Roberto Fedriga – Roberto Fedriga
Per Roberto Fedriga si tratta dell’opera prima, e già da ora il giovane cantautore mostra una straordinaria maturità artistica ed un modo personale di far incontrare allo stesso punto folk, rock e jazz.
Aggiungendo anche un pizzico di blues.
Una grande prova per il musicista bergamasco.
Si avverte molto la tradizione americana: le atmosfere intime e malinconiche di Tim Buckley pervadono il disco dall’inizio fino alla fine, lasciandosi contaminare ripetutamente da vari elementi.
Ed è così che il lavoro prende una piega più blues ed irriverente come in Non chiamarmi bambola, più rockeggiante e ruggente in Punto di non ritorno oppure più dolcemente smooth jazz come in Divina D. Mantenendo sempre un semplice e nostalgico cantautorato a volte molto pungente ed ironico. Pacato all’apparenza, Roberto Fedriga lascia trasparire la giusta rabbia e il giusto dolore attraverso le parole, accompagnandole con sonorità delicate e decisamente piacevoli che rendono meno aspri i toni del cantautore. Mai esageratamente complesso e mai troppo su di giri, l’imperturbabile Fedriga ci delizia con il suo timbro cristallino e vellutato privo di inutili virtuosismi o gorgheggi.
Un folk a metà tra l’America e l’Italia, che prende l’essenza di entrambe le radici musicali. Con stupendi ed azzeccati guizzi jazz, l’introspezione viscerale del blues e accenni rock potenti. Una nota in particolare va alla conclusiva Punti impenetrabili che descrive perfettamente il mood leggermente lunatico, gradevole e passionale dell’intero album.

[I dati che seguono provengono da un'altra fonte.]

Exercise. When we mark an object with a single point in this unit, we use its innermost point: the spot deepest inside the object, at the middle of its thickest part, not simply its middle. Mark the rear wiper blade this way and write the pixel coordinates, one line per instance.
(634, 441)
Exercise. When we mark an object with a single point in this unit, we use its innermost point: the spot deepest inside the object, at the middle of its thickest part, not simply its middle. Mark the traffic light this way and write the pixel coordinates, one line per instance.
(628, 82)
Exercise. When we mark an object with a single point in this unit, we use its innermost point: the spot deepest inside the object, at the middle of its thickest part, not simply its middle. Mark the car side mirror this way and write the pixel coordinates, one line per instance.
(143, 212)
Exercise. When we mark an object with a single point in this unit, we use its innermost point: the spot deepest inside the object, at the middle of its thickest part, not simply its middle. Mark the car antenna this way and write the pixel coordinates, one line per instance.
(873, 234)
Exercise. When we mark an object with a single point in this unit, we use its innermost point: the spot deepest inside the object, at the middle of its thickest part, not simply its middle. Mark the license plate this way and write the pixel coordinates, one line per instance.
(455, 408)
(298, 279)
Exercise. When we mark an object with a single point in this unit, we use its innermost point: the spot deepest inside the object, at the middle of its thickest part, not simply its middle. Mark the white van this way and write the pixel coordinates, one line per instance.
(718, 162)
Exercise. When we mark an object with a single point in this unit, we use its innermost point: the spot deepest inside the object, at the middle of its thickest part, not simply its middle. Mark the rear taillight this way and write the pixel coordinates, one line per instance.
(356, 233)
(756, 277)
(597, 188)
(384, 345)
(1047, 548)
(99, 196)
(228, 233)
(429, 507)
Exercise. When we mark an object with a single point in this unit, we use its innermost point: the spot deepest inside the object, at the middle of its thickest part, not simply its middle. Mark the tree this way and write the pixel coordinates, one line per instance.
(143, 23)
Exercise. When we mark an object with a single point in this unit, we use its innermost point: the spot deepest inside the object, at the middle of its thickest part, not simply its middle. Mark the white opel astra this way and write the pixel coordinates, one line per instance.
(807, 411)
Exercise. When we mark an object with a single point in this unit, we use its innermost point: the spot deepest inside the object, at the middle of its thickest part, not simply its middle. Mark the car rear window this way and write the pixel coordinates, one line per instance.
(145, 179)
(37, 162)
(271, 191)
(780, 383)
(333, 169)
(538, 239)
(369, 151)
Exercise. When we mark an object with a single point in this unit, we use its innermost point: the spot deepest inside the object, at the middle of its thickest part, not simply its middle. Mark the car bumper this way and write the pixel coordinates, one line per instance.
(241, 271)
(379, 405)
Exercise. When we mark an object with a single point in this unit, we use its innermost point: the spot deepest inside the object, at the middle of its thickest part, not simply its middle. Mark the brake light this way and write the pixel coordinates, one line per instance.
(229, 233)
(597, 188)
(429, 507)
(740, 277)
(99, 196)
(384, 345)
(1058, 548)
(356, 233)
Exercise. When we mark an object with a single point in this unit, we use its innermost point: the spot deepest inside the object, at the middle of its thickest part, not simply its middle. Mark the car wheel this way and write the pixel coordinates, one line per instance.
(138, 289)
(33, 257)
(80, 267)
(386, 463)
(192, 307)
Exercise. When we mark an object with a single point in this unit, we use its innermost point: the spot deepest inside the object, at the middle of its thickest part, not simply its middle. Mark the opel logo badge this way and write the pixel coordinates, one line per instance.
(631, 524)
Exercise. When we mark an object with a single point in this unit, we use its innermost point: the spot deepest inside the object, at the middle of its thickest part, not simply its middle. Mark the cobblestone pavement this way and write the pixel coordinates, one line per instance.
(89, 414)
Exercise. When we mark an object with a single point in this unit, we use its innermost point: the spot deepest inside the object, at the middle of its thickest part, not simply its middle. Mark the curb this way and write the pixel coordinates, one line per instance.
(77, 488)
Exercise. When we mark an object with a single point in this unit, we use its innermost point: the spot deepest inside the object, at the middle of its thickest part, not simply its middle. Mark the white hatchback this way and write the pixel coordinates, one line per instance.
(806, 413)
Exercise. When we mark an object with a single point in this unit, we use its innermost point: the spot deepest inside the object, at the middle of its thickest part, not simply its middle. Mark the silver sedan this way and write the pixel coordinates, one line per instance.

Uno stupendo esordio per il trentenne di Lovere.
Un disco amabile, quasi bucolico, con graduali e morbide variazioni. Sognante ma allo stesso tempo disincantato, Roberto Fedriga sa già il fatto suo. Un buon primo lavoro, dalle tonalità calde ed avvolgenti. Una dura denuncia sociale venata di una tenerezza musicale. Una figura che spicca con decisione sulla scena del cantautorato italiano.